Mit einem schweren Seufzer erhob ich mich schließlich, drehte den Schlüssel im zuvor erst abgeschlossenen Schloss herum und öffnete meine Zimmertür. Hier würde ich im Augenblick noch keine Ruhe geschweige denn Schlaf finden, und deshalb beschloss ich, einfach wieder den Ort aufzusuchen, der mich auch gestern beruhigt hatte – das Turmzimmer.

Wieder lenkte ich meine Schritte also gen Westen und sah immer wieder aus den Augenwinkeln, wie die Öllampen flackernde Abbilder meines Schattens an die Wände warfen. Schließlich erklomm ich die Wendeltreppe, als plötzlich ein leises Wimmern an mein Ohr drang.

Ich blieb stehen und lauschte, die Finger um das Treppengeländer geschlungen.

Wenige Sekunden lang vernahm ich kein einziges Geräusch, doch dann erklang ein einzelnes, kaum hörbares, verzweifeltes Schluchzen. Ich richtete meinen Blick in den kleinen, bogenförmigen Gang vor mir, der eine Etage unter dem Ort lag, zu dem ich eigentlich hatte gehen wollen, und bevor ich mein Vorhaben noch einmal überdenken konnte, hatte ich auch schon die Richtung eingeschlagen, aus der das Geräusch erklungen war.

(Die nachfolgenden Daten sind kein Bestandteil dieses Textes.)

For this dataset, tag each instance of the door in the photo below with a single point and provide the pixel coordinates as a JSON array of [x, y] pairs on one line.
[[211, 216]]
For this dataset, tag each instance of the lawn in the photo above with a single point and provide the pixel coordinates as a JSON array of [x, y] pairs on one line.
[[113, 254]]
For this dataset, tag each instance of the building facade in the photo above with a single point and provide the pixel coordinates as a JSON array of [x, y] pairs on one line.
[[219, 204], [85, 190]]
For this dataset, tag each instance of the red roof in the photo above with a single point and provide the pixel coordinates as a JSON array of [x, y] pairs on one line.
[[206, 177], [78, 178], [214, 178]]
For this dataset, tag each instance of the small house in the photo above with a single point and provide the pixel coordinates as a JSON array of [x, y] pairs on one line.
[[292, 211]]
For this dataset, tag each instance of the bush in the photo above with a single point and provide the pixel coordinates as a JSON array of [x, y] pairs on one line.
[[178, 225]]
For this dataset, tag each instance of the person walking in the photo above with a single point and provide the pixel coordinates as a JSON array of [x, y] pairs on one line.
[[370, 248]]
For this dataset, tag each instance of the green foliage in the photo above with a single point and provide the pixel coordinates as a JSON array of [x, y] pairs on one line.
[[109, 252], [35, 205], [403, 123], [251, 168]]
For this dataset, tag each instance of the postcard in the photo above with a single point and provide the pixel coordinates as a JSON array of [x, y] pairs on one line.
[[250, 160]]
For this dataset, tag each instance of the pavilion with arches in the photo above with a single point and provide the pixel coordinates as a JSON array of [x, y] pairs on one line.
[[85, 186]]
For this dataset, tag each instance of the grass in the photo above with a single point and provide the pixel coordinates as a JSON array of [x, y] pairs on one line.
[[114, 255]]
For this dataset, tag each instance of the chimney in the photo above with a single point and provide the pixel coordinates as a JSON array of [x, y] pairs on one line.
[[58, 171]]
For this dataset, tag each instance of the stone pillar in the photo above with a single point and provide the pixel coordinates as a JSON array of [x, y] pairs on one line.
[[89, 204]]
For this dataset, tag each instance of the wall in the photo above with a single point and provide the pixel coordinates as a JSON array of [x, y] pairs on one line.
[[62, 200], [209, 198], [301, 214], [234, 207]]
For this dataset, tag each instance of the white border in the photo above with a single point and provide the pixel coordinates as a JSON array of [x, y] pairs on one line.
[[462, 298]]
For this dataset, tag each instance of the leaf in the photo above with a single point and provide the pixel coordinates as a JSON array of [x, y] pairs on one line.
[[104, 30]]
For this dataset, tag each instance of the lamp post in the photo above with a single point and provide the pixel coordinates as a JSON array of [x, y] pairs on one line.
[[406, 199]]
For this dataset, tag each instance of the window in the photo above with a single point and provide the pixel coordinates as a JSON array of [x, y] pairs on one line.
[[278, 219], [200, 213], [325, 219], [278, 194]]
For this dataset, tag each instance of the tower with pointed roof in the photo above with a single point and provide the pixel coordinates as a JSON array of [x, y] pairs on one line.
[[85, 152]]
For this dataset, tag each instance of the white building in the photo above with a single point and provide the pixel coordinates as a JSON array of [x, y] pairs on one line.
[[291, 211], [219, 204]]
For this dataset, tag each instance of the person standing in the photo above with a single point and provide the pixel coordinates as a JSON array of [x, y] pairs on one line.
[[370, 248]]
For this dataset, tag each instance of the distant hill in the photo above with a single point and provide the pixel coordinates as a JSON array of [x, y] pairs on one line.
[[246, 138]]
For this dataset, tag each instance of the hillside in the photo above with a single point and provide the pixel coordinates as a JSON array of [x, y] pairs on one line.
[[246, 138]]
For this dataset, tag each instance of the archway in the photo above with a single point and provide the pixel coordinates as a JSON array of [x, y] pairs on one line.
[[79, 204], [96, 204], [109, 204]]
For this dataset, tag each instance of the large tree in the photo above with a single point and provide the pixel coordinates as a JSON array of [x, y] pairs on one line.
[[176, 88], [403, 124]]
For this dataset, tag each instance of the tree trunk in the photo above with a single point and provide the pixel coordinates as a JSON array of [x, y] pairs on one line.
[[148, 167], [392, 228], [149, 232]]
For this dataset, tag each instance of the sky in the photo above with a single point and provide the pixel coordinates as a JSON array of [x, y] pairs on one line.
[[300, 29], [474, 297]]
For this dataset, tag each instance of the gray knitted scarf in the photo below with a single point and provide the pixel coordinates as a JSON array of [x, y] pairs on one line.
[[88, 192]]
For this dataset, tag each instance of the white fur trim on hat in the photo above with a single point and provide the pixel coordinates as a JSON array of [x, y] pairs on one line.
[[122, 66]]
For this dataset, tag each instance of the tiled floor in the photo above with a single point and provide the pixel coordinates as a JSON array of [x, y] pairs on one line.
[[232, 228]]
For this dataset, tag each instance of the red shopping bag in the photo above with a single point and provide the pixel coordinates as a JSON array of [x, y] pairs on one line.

Wenige Meter weiter blieb ich vor einer Tür stehen und presste mein Ohr an das Holz. Ich vernahm ein lautes Rascheln und immer wieder weitere, wimmernde Laute.

Vorsichtig hob ich meine Faust und klopfte zaghaft an. „Hallo?", fragte ich leise.

Ich wartete einige Sekunde ab, doch es erklang keine Antwort. „Ist alles in Ordnung?", erkundigte ich mich erneut und hätte im selben Moment meinen Kopf gegen die Wand hinter mit schlagen können. Klar, Serena, es ist alles perfekt. Sie weint sicher aus purer Freude.

„Wer bist du?", erklang plötzlich eine helle Stimme, dumpf gefärbt durch das massive Holz der Tür, die uns trennte. „Gehörst du auch zu ihnen?" Hörbare Panik schwang in ihren nächsten Worten mit.

Ich nahm an, dass sie mit ihnen die Layphen meinte und beschloss, dass einfühlsame Offenheit hier der beste Plan war.

„Nein, ich gehöre nicht zu ihnen. Und mein Name lautet Serena. Wer bist du, und was tust du hier?", fragte ich sie betont ruhig, in der Hoffnung, dass ich dadurch ihr andauerndes Schluchzen eindämmen konnte.

„Ich bin Ana und... Ich wurde entführt."